Это круглое, долгое и восторженное «о» подбросило Колю Бугоркова, он сжал в руках ружье, передвинул предохранитель, услышав звонкий, металлический щелчок, а дед, который тоже уже был на ногах, ухватил его за рукав.

– Ты куда?! Тихо! – сказал с такой строгостью и страстью, что Коля сразу подчинился ему. – Пусть распоется, а потом пойдем…

– Дед! – взмолился Коля. – А ты не ходи! Я один пойду…

– Тихо ты, дурак! Чего орешь? – злобно прошептал дед. – Он ведь, недалеко, шагов триста, может… А ты орешь – один, один!.. Один ты не подойдешь.

В нем вдруг проснулся охотник. Он забыл о нежных, родственных чувствах, которые питал к внуку, он увидел в нем соперника, человека, который хотел отнять у него последнюю радость в жизни; хотел, пользуясь молодостью своей и глупой силой, оттолкнуть его, не дать насладиться, почувствовать себя счастливым, сильным и ловким мужчиной, точно не птица, а женщина стала между ними.

– Тихо! – снова сиплым шепотом приказал Александр Сергеевич, отстраняя внука, надавливая ему на грудь растопыренными пальцами. – Стой… Темно еще.

Коля в ужасе огляделся. Увидел вершины берез и елок на светлеющем грязно-сизом небе.

– Какой темно! – прошептал он со злостью. – Я уже вижу все! Это ты не видишь, а я вижу. Я пойду… Не держи меня, дед! И не ходи! Сиди тут…

Он уже отчетливо слышал теперь за шумом ветра щелканье глухаря, а вернее, какой-то чередующийся, то отдаляющийся, то вновь приближающийся перестук, никогда еще в жизни не слышанный и ни на что не похожий… Но все-таки что-то сухое и деревянное слышалось в этом стуке, как будто кто-то перебирал в пальцах гигантские коклюшки, выточенные из можжевельника, просохшие и отполированные до блеска.
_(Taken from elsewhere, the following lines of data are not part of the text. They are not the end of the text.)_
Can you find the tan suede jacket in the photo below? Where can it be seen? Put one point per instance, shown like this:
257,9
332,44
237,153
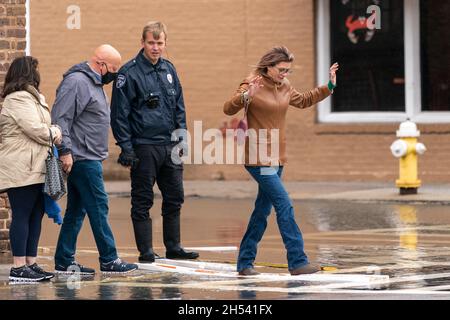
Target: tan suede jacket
267,110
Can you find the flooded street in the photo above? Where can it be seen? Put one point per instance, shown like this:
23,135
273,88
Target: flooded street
408,243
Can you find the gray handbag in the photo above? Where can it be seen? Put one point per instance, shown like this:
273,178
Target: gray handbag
54,185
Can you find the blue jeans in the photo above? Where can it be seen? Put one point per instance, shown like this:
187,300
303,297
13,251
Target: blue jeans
271,192
85,194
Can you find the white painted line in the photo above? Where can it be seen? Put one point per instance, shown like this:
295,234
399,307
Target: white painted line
358,279
229,248
199,264
299,290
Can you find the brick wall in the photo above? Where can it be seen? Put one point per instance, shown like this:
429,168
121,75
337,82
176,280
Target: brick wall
213,44
12,45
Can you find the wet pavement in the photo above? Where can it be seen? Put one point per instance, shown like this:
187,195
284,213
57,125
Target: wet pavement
408,242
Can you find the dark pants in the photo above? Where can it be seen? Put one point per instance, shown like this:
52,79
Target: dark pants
85,194
155,165
27,206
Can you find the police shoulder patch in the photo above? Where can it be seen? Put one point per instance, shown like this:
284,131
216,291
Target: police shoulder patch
121,80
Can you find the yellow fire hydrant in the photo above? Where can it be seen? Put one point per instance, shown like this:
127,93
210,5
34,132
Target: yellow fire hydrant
406,149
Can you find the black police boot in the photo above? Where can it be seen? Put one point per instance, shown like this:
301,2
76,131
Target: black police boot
171,235
144,242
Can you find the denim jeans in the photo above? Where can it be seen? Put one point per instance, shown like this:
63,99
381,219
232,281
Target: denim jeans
271,192
85,194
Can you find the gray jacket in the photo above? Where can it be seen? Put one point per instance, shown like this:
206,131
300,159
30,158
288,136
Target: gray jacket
82,111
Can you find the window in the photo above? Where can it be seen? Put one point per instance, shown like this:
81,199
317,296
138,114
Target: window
435,55
400,71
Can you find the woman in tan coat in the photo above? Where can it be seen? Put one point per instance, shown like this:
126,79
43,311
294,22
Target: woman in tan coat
267,94
25,128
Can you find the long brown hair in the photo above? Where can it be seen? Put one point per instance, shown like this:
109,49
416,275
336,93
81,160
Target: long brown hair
272,58
22,73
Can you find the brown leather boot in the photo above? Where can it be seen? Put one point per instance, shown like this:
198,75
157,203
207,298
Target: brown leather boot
248,272
306,269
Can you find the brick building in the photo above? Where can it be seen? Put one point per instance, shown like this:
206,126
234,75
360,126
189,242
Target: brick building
12,45
388,75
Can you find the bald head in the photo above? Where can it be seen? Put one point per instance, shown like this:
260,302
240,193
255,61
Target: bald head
106,54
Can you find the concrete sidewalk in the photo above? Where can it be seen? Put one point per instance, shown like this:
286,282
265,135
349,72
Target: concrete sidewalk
337,191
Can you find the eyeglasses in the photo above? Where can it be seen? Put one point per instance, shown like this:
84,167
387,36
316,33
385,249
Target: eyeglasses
284,70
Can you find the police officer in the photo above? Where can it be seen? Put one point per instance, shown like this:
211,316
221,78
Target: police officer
147,107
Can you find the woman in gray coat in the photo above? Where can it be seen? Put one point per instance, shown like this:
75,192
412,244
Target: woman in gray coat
25,129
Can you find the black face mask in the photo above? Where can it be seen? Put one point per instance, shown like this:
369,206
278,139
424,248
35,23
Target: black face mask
108,77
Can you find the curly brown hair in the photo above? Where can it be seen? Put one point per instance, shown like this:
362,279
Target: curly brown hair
22,73
272,57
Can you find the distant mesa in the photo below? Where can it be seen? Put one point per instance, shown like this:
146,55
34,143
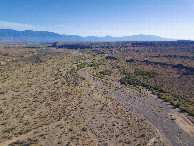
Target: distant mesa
30,36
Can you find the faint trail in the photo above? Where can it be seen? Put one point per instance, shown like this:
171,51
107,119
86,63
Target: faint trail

А Александр Сергеевич словно бы очнулся от своей страсти, от минутного помрачения и, обмякнув душою, стал шепотом просить внука:

– Дурачок. Мне ведь не жалко. У тебя, конечно, глаза позорче моих, но ведь он недалеко! Подойдешь, а увидеть не увидишь. Будешь стоять, дурачок! Подожди минуток пять – пойдешь. Ладно. Обещал, так пойдешь. А сейчас тихо! Стой, Колька… Наш будет… Ишь как распелся… Раз уж так поет – будет петь… Не бросит.

Как услышал Коля, что глухарь и бросить, оказывается, может песню, так опять в нем все напряглось, и его помимо воли опять потянуло туда, где пел глухаре туда, к вершинам леса, словно бы между ним и глухарем протянулась вдруг невидимая и непрочная веревка от его ног и вверх по восходящей линии, к тем смутно и мрачно качающимся вершинам деревьев, которые уже были видны на фоне хмурого рассветного неба.

И он пошел. Дед с ним ничего уже не мог поделать и остался за его спиной. Коля опять услышал, теперь уже с недоумением и страхом, почти не понимая деда:

– Ах дурак! Не так ведь идешь!..

Но для него уже все пропало: дед, его страстный и отчаянный, злобный шепот. Он слышал только странный звук и внутренним взором видел ту самую веревку, по которой якобы шел, оступаясь, теряя равновесие и снова обретая его, – шел туда, к рассветному небу, в котором бился этот звук.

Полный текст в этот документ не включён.